Kenaikan harga ini membuat banyak warga mengeluh, terutama para ibu rumah tangga dan pedagang kecil yang merasa terbebani dengan lonjakan biaya kebutuhan pokok tersebut.
Ibu Sari (45), pedagang cabai di Pasar Proyek Bekasi, mengungkapkan bahwa sejak dua minggu terakhir harga cabai terus naik tanpa ada tanda-tanda akan turun.
“Dari awal bulan sampai sekarang, harga cabai naik drastis. Kami juga kesulitan mendapatkan stok yang cukup, jadi terpaksa menjual dengan harga tinggi agar bisa menutup biaya operasional,” katanya, Rabu (8/10).
Selain itu, pasokan cabai yang terbatas juga menjadi faktor utama yang memengaruhi kenaikan harga. Cuaca buruk di sejumlah daerah sentra produksi cabai di Jawa Barat, seperti Majalengka dan Garut, membuat hasil panen menurun drastis.
Kondisi ini juga diperparah oleh tingginya permintaan cabai selama musim hujan, yang biasanya membuat masyarakat lebih sering memasak makanan berkuah dan pedas sebagai penghangat tubuh.
Budi Santoso, warga Bekasi yang sehari-hari berbelanja di Pasar Proyek, mengaku harus mengatur ulang pengeluaran rumah tangganya karena harga cabai yang melonjak.

“Kami harus mengurangi konsumsi cabai. Kalau terus naik seperti ini, bisa-bisa pengeluaran bulanan jadi membengkak,” ujarnya.
Keluhan serupa juga datang dari pedagang makanan kecil dan warung makan yang harus menaikkan harga jual agar bisa menutup biaya bahan baku.
Menanggapi hal ini, Dinas Perdagangan Kota Bekasi menyatakan akan terus memantau perkembangan harga dan pasokan cabai di pasar-pasar tradisional.
“Kami sudah berkoordinasi dengan distributor dan petani di daerah sentra cabai untuk memastikan pasokan tetap lancar. Jika diperlukan, kami juga akan melakukan operasi pasar untuk menstabilkan harga,” kata Kepala Dinas Perdagangan Bekasi, Agus Setiawan.
Meski begitu, Agus mengimbau masyarakat agar tetap bijak dalam mengelola pengeluaran dan tidak panik membeli kebutuhan pokok secara berlebihan.
Dampak Kenaikan Harga Cabai bagi Masyarakat
Kenaikan harga cabai berdampak pada berbagai aspek kehidupan masyarakat Bekasi, terutama bagi keluarga berpenghasilan rendah dan pelaku usaha kecil menengah (UKM).

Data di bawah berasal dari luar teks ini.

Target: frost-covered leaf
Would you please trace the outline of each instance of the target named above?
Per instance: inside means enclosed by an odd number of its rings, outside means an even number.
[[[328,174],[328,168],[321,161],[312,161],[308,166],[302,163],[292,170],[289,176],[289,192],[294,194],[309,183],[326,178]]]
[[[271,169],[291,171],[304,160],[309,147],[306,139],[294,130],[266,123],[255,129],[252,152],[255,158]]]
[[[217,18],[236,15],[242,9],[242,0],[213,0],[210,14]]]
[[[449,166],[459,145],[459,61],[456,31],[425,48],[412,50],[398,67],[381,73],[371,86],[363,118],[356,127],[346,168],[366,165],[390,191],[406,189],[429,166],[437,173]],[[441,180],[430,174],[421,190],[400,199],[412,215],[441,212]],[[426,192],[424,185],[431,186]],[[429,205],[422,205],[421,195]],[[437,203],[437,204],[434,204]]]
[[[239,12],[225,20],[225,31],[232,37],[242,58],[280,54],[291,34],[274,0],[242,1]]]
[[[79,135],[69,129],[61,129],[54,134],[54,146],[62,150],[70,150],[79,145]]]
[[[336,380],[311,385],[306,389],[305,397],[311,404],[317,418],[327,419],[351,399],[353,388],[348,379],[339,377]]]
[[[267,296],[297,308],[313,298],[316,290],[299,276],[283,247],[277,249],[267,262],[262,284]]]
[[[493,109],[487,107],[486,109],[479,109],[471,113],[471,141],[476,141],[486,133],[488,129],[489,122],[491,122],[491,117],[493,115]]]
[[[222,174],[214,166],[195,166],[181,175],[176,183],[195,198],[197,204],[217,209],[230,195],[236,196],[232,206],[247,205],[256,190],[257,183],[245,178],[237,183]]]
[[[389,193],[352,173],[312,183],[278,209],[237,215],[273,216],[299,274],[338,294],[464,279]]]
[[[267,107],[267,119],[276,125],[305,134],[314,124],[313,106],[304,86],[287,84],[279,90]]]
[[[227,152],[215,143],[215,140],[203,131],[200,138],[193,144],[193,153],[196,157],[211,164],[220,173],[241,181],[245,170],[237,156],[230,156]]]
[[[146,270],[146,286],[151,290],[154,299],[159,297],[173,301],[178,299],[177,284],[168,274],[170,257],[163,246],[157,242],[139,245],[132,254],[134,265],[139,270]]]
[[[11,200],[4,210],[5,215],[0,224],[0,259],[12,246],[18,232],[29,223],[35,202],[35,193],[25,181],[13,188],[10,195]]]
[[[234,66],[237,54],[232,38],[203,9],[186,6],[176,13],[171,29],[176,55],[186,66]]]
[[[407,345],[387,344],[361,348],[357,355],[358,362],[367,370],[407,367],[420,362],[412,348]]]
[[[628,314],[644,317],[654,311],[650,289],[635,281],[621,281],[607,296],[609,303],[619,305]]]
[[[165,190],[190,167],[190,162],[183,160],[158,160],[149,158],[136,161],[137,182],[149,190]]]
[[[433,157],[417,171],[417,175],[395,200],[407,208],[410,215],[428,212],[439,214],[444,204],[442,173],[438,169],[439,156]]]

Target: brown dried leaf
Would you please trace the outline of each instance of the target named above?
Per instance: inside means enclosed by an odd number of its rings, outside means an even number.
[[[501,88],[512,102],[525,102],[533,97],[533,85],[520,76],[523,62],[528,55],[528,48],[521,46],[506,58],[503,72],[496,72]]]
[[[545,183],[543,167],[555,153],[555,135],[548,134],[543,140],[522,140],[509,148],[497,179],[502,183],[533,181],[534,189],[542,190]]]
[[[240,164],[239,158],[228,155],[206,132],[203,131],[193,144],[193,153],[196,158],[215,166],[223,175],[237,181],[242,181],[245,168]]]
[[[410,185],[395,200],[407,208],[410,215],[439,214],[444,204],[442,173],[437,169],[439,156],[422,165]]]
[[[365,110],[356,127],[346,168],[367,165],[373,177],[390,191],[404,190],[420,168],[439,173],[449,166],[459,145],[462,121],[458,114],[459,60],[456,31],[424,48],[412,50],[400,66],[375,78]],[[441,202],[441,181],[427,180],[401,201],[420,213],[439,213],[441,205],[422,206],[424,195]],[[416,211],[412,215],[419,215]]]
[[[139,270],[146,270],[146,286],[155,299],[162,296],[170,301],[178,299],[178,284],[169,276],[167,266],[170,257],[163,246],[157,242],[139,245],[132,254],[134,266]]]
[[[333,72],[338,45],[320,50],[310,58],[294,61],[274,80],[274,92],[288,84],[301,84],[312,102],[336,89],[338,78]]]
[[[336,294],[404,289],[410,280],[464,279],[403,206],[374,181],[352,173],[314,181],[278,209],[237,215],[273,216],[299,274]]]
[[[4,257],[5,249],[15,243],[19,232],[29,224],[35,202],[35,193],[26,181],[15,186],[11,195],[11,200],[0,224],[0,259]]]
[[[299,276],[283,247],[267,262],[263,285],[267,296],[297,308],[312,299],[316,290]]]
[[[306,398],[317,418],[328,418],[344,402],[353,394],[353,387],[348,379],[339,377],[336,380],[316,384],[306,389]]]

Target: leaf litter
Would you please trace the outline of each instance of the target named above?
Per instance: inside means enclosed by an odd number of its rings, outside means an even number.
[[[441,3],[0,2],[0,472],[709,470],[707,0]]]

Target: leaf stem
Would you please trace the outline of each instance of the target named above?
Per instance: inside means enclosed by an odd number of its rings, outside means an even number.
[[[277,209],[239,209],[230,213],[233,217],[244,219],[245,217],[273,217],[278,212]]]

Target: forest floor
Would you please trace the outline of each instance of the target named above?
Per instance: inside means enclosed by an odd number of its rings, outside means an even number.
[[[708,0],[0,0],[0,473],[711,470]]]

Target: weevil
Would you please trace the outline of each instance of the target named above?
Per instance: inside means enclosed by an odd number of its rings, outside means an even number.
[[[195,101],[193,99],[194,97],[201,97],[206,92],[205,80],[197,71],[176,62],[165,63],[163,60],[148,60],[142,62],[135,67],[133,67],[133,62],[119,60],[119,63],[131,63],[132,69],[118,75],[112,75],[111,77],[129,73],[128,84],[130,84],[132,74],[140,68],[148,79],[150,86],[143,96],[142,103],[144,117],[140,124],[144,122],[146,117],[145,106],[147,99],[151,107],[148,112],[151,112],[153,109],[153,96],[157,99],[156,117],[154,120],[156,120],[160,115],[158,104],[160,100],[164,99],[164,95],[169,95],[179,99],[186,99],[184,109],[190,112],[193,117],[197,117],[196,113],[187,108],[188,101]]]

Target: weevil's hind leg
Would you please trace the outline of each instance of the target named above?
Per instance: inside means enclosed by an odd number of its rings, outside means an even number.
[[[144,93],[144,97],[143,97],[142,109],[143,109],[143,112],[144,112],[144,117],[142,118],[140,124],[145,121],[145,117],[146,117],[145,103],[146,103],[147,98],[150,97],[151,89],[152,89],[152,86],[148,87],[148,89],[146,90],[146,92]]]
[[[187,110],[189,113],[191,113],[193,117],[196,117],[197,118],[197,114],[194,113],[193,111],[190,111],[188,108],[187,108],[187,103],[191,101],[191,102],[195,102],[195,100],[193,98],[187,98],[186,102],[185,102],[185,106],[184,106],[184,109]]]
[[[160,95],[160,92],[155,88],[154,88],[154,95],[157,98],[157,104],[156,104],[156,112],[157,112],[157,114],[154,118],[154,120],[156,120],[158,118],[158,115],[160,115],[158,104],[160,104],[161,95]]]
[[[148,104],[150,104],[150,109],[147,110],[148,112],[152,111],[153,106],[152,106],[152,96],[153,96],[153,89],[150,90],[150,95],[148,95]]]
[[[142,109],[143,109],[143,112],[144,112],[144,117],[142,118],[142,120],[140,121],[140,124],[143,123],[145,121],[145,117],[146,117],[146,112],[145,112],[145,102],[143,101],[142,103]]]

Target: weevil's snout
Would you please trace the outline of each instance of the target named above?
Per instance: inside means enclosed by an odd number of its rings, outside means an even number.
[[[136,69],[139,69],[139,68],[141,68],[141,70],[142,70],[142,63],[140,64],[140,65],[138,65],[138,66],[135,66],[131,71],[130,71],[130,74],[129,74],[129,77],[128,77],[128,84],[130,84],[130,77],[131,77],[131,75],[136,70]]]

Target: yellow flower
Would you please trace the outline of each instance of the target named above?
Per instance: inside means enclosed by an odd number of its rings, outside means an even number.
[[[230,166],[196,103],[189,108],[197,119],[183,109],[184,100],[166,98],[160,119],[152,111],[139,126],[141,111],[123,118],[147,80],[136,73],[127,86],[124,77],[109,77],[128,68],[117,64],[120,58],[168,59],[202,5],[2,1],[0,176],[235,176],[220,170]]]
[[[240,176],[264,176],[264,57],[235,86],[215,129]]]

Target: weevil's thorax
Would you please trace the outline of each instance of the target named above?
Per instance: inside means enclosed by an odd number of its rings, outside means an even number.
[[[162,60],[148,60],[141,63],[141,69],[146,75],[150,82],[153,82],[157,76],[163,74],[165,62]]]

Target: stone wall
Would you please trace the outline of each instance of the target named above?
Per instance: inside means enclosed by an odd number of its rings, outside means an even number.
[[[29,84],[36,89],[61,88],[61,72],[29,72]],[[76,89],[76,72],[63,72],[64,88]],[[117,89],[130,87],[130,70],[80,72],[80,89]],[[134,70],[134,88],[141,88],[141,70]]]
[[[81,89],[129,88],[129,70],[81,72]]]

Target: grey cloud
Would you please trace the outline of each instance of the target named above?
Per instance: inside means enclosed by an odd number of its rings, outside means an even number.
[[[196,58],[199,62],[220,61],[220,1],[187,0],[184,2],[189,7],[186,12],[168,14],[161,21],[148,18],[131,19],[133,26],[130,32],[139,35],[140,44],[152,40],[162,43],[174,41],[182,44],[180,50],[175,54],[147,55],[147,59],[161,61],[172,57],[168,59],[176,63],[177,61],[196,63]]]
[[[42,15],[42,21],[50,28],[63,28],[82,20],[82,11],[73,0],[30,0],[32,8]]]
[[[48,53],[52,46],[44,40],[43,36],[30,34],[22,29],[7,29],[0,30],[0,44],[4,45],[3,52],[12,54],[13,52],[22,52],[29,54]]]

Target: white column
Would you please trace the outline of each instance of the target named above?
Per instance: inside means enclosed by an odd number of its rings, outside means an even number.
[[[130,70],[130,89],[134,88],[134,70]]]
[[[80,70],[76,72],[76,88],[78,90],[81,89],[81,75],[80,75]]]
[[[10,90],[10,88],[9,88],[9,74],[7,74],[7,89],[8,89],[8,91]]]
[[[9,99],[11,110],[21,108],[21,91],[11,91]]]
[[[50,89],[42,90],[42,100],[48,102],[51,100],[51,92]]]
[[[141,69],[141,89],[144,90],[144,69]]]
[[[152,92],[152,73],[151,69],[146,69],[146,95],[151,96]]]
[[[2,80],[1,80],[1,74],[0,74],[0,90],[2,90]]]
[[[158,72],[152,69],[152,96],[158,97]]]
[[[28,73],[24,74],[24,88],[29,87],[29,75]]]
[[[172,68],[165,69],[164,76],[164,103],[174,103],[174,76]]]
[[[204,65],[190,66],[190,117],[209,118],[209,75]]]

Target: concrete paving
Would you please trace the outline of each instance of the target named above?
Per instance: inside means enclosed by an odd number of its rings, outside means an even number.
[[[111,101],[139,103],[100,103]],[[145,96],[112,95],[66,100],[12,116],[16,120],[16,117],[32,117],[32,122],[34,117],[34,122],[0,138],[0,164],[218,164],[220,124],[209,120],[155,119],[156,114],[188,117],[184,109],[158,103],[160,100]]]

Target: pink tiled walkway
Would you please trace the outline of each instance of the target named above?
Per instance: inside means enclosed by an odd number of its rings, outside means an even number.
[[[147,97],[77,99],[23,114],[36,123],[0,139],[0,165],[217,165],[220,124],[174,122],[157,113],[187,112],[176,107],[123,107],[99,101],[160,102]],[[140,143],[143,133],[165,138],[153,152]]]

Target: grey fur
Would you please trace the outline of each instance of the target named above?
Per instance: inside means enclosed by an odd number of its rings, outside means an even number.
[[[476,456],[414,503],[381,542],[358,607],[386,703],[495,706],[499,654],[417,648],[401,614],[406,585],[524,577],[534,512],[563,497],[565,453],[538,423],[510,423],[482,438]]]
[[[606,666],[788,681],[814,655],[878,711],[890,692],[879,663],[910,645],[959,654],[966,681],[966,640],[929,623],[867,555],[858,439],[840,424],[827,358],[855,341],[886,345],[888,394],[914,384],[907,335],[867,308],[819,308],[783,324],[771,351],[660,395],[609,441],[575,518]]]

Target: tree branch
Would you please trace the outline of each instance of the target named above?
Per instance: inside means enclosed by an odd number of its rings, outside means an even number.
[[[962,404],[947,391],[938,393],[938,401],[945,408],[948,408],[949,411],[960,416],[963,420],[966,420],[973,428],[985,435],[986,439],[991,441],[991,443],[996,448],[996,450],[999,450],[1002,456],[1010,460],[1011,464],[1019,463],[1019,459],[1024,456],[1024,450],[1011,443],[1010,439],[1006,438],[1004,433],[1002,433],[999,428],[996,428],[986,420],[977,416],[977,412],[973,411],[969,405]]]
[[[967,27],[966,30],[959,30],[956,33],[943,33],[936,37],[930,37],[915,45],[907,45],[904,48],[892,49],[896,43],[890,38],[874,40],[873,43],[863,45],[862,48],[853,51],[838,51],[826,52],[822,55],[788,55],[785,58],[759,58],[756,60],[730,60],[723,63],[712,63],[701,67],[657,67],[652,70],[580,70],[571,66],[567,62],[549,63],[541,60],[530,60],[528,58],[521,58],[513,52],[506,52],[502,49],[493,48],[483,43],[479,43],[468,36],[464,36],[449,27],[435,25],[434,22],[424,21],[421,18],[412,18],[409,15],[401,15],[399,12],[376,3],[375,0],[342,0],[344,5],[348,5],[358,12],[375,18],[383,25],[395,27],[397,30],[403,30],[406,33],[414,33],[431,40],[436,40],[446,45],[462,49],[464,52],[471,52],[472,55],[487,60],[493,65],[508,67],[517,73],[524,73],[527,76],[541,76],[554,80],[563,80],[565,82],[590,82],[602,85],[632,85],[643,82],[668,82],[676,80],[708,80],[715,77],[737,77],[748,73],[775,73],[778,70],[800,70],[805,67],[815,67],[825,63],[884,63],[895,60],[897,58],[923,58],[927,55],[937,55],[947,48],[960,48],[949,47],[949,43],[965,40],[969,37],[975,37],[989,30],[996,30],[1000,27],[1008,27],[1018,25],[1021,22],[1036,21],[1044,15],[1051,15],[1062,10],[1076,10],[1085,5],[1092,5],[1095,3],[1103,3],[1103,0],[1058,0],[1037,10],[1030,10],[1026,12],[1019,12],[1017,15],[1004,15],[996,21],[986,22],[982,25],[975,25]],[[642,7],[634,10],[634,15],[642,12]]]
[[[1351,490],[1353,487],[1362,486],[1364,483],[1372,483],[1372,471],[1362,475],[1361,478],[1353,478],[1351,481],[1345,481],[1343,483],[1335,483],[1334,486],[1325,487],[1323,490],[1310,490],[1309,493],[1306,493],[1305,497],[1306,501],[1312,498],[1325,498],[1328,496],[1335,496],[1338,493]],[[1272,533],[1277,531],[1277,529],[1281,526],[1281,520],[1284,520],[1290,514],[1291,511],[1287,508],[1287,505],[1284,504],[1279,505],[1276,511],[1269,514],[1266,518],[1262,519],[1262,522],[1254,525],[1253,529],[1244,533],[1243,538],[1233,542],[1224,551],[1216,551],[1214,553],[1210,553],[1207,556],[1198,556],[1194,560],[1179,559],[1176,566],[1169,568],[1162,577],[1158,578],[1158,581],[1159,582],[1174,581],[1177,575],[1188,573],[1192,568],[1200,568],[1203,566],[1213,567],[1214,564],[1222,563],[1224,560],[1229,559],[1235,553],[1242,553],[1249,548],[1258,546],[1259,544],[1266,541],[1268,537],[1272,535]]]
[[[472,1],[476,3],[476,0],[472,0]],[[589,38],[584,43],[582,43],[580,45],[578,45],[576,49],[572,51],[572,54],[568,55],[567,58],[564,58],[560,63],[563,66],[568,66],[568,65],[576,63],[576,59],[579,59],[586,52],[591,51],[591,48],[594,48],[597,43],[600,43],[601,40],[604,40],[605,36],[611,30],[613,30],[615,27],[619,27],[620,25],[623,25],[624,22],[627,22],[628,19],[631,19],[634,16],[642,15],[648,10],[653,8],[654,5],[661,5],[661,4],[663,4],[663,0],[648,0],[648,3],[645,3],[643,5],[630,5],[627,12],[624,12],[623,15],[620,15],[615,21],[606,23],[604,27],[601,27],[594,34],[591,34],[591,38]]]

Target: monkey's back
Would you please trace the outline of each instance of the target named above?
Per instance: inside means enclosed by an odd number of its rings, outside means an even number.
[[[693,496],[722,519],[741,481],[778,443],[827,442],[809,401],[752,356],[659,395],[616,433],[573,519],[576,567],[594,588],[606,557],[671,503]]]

Para pedagang kecil harus menyesuaikan harga jual, sementara konsumen harus memilih alternatif bahan masakan yang lebih murah agar anggaran rumah tangga tetap terjaga.
Beberapa ahli ekonomi lokal menyarankan pemerintah daerah untuk memperkuat sistem distribusi pangan dan mendorong diversifikasi sumber pangan lokal agar ketergantungan terhadap komoditas seperti cabai dapat dikurangi.